Afonja sat deep in thought, this was stupid. How could one woman have them all wound up like this?

“How about we…” started Al Mustapha

“How about we what?” said a voice

The men turned their faces towards the sound

They paled

It was Margaret

Wosu made to get up, but Margaret whipped out a gun and pointed it at him

“Sit!” she ordered.

The proud warlord complied

Francis was calm. That was always his disposition

“So, what can we do for you Margaret?” he asked as if he was talking about the weather

“Well I don’t know Francis… said Margaret her eyes scanning the room and taking it all in and also watching her hostages to make sure none of them made any sudden movements

“How about you leave me and mine alone and also stop this foolhardy plot of yours”

“How did you even get in here?” said a clearly enraged Wosu

“You seem to have conveniently forgotten that I am the director of the SSS. I have a specific set of skills. You’ll find your men unconscious and when they wake up, they would be tied up with no recollection whatsoever.

“It was pretty smart of you to pick this place. The lack of security was a little surprising though, but I guess that more security would have meant that more people would have known about this meeting. So it was really only logical for you to have just one guard each for company. And because of the blatant mistrust you all have for each other, I have the only gun in the room”

The warlords just stared at her, quietly seething

“I see, you’re planning my murder. So, here’s the thing: I don’t want to die. I also want you to put a stop to your operations immediately, surrender publicly and we can go back to the way things used to be.”

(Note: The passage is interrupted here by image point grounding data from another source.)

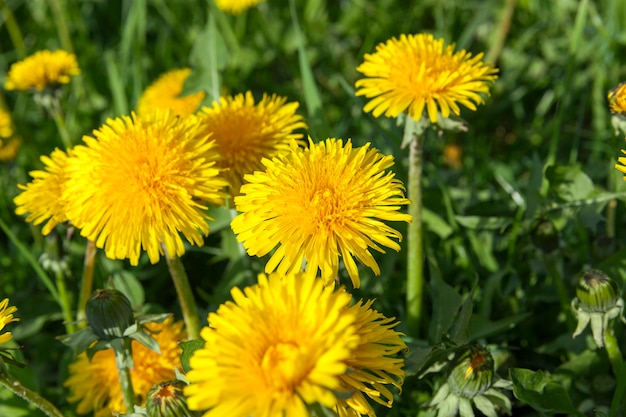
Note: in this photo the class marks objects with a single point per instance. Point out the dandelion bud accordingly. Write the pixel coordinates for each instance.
(544, 235)
(473, 373)
(109, 313)
(597, 302)
(167, 400)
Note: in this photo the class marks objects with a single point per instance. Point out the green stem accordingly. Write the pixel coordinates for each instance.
(124, 361)
(57, 115)
(43, 276)
(66, 307)
(86, 285)
(32, 397)
(613, 352)
(415, 255)
(185, 295)
(60, 22)
(14, 30)
(502, 32)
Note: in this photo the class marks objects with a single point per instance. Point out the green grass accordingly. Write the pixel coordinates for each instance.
(541, 148)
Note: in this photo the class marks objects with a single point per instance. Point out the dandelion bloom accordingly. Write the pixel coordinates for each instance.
(617, 99)
(142, 181)
(165, 92)
(319, 204)
(6, 317)
(94, 384)
(236, 6)
(42, 197)
(6, 125)
(247, 132)
(278, 346)
(416, 72)
(373, 364)
(41, 70)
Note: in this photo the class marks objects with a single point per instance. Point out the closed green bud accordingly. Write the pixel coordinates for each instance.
(109, 314)
(167, 400)
(472, 373)
(596, 291)
(597, 302)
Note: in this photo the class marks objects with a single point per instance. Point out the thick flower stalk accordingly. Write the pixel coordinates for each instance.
(246, 132)
(165, 93)
(318, 205)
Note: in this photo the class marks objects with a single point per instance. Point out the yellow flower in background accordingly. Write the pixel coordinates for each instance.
(373, 364)
(277, 347)
(320, 204)
(416, 73)
(6, 125)
(9, 148)
(617, 99)
(247, 132)
(6, 317)
(42, 69)
(165, 92)
(236, 6)
(142, 181)
(94, 384)
(42, 197)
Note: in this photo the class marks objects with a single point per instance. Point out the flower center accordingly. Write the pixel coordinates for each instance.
(284, 365)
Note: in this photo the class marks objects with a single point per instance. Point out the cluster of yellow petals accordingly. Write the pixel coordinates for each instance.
(417, 73)
(42, 69)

Afonja couldn’t believe his ears

Was she joking?

Surprisingly, it was Francis who spoke first.

“Margaret dear, you know we can’t do that. We would crush you and whatever army you think you have” he smiled, but the smile never reached his eyes. They were cold and soulless. He was angry, but Margaret didn’t care.

She held all the cards now

“You say ‘We’ like you’re all friends or something”

“We share a common goal, yes” replied Al Mustapha

“I wonder how true that is” mused Margaret

Afonja didn’t like where this was going

“Woman! Don’t waste our time. What is this all about” said the ever impatient Wosu “You’re one to talk Wosu, seeing as you tried to have me killed again. And you also tried to threaten me with my daughter”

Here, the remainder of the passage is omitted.